L’ambulatorio fa capo alla Pediatria e Pronto Soccorso Pediatrico, diretta da Enrico Felici. Una struttura che sta conoscendo un costante potenziamento dell'offerta specialistica pediatrica multidisciplinare che si è concretizzato, per esempio, con la nascita del Centro per la patologia digestiva pediatrica “Umberto Bosio”, focalizzato su un gruppo omogeneo di malattie con l’obiettivo di facilitare l’acquisizione e il mantenimento di approcci rispettosi di protocolli condivisi e sviluppati in rispetto delle principali linee guida e conoscenze internazionali (il Centro si colloca all’interno dell’Infrastruttura Ricerca, Formazione e Innovazione guidata da Antonio Maconi).

«Stiamo lavorando molto e sono davvero soddisfatta. La presenza di specializzandi ci aiuta perché senza di loro non sarebbe possibile fare ricerca». Sì, perché Francesca Cairello, dal 2018 all’ambulatorio cardiologico pediatrico dopo una esperienza in terapia intensiva neonatale, non ha proprio intenzione di fermarsi. «Il prossimo obiettivo - spiega - è quello di portare ad Alessandria l’ecocardiografia fetale (un accurato studio del cuore utile al riconoscimento in utero di malformazioni e cardiopatie congenite). Circa il sessanta per cento delle cardiopatie non sono riconosciute. Una diagnosi precoce consente di programmare l’intervento chirurgico, immediatamente dopo il parto, ed è l’unica soluzione per risolvere il problema». Cairello, specializzazione in Pediatria a Pavia, inizia a occuparsi di cardiologia pediatrica prima a Pavia poi all’unità di Cardiologia Pediatrica del Great Ormond Street Hospital a Londra, dopo avere conseguito la “Echocardiography in Congenital Heart disease  certification” passa all’unità operativa di Cardiologia Pediatrica dell’istituto ‘Gaslini’ di Genova e diventa dirigente della divisione di Cardiologia pediatrica. Infine, il trasferimento ad Alessandria e l’avvio dell’ambulatorio di cardiologia.

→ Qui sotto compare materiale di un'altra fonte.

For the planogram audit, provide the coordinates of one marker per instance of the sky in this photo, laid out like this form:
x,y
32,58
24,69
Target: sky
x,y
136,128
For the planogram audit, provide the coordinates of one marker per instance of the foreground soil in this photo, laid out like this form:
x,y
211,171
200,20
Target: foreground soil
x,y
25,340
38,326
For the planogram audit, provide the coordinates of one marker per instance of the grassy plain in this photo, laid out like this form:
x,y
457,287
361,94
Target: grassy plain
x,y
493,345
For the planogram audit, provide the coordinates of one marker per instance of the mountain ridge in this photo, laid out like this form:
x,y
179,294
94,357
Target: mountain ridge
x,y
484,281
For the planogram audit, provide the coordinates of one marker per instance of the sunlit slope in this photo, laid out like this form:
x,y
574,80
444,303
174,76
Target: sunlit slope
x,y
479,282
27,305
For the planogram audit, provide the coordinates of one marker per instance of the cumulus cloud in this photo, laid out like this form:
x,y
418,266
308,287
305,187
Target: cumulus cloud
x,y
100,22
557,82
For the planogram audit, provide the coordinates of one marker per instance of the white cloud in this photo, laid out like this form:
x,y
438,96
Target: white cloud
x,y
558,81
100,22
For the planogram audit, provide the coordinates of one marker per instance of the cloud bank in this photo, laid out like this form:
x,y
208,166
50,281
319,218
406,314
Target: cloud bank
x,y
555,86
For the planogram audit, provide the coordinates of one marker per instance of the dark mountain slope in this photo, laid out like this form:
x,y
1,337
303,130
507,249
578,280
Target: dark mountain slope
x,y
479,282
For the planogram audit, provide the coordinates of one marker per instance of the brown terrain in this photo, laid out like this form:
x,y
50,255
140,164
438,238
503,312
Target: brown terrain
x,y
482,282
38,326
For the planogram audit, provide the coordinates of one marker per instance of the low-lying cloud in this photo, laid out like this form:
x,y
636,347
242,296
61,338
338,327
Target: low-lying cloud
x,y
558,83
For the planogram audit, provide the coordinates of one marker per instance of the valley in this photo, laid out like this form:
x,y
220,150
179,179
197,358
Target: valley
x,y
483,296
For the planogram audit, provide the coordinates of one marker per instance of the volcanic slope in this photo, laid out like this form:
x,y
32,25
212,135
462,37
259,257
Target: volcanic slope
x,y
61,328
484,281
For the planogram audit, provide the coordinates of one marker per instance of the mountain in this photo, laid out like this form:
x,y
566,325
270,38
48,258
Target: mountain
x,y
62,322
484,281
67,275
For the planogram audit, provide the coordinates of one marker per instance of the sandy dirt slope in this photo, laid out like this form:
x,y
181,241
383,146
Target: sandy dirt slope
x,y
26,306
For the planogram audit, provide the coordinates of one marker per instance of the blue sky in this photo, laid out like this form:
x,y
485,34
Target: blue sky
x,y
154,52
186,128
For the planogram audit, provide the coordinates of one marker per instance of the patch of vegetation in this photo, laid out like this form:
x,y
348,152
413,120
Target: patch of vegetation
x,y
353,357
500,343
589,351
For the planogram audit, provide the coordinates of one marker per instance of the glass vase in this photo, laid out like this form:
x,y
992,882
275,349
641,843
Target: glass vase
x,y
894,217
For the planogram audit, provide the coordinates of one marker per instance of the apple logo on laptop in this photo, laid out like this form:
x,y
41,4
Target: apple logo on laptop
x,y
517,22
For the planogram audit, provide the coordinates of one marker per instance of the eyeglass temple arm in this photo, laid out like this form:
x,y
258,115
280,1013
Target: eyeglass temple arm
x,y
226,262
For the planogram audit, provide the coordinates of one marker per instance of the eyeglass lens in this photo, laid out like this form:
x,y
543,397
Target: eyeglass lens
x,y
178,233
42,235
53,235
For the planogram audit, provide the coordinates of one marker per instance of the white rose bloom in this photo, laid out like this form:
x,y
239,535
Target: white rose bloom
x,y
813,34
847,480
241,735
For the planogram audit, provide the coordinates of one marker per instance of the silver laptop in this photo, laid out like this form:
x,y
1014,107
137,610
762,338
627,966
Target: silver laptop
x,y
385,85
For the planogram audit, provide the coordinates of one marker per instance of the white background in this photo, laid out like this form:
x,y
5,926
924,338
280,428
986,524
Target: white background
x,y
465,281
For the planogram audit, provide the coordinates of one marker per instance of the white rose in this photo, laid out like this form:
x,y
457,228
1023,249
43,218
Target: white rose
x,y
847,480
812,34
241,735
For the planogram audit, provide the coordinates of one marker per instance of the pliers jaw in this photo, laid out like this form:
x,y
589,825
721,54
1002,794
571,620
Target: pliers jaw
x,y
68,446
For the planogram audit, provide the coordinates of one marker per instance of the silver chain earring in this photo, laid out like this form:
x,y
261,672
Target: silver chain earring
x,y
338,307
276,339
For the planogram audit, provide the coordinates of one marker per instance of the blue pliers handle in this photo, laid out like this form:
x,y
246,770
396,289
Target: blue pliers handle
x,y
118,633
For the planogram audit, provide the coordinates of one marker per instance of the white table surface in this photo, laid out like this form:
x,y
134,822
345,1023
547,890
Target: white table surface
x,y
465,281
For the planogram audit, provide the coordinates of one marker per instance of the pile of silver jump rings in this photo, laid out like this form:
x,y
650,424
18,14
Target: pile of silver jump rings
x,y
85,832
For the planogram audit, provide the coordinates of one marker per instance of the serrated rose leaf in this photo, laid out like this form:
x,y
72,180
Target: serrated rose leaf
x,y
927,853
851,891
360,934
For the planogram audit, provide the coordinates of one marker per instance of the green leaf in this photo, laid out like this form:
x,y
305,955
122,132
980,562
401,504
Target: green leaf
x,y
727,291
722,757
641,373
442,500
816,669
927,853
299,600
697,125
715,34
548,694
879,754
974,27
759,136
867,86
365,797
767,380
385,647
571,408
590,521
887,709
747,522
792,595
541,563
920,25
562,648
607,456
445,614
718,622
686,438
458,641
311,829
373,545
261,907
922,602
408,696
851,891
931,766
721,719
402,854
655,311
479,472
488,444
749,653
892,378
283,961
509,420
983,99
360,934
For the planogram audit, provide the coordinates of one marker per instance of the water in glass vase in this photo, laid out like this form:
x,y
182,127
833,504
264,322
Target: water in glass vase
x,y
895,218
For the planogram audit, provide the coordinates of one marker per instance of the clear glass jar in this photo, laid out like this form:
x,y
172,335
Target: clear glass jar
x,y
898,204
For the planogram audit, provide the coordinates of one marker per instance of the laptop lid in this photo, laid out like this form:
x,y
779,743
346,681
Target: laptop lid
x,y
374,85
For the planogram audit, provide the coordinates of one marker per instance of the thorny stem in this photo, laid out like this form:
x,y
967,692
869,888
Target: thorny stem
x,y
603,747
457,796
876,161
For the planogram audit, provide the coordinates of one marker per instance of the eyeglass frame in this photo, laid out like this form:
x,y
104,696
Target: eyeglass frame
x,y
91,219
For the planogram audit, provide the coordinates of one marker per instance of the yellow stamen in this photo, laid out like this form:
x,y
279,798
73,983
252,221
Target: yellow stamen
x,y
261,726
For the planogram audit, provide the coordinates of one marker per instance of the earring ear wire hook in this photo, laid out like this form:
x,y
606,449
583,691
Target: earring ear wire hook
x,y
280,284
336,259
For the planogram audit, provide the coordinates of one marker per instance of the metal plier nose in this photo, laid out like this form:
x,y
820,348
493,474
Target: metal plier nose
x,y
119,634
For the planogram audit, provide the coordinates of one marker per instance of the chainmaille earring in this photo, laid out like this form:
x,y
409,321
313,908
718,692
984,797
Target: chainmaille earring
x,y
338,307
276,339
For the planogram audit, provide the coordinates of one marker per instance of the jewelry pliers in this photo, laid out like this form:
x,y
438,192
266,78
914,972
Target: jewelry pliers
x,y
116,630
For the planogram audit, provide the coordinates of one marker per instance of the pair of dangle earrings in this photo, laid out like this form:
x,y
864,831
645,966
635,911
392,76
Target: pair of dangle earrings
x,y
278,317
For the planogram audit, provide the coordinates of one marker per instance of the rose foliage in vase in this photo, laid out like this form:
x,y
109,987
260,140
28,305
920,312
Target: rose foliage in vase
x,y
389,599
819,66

È affiancata da Silvia Magrassi, pediatra con una esperienza prima all’Asl Al e dal 2017 all’ospedale infantile. «Il ‘Cesare Arrigo’ - affermano - ha una grande potenzialità di crescita perché è in grado, come pochi altri in Italia, di assicurare la gestione globale dei piccoli pazienti. Nel nostro caso dell’ambulatorio c’è la cardiologia, ma anche la pediatria perché l’approccio deve essere specialistico e multidisciplinare. Anche i profili infermieristici la specializzazione è fondamentale, anche perché affrontiamo non solo casistiche delicate, ma anche una complessità sociale che impone comportamenti e attenzioni finalizzate a gestire nel migliore dei modi le relazioni con la famiglia. I pazienti devono essere seguiti anche a casa, mentre assumono la terapia. Ed è quindi indispensabile costruire un rapporto stretto con i genitori per aiutarli anche nelle piccole cose quotidiane, come regolare il dosaggio di un farmaco o molto semplicemente rispondere, con una telefonata, ai loro dubbi o preoccupazioni».

La cardiologia pediatrica ha poi affrontato «una decina di casi di complicanze da covid-19», come racconta ancora Francesca Cairello: «Abbiamo curato i piccoli pazienti senza trasferirli in altri ospedali pediatrici. La competenza che abbiamo sviluppato ci ha permesso di affrontare queste situazioni decisamente nuove e senza molta letteratura».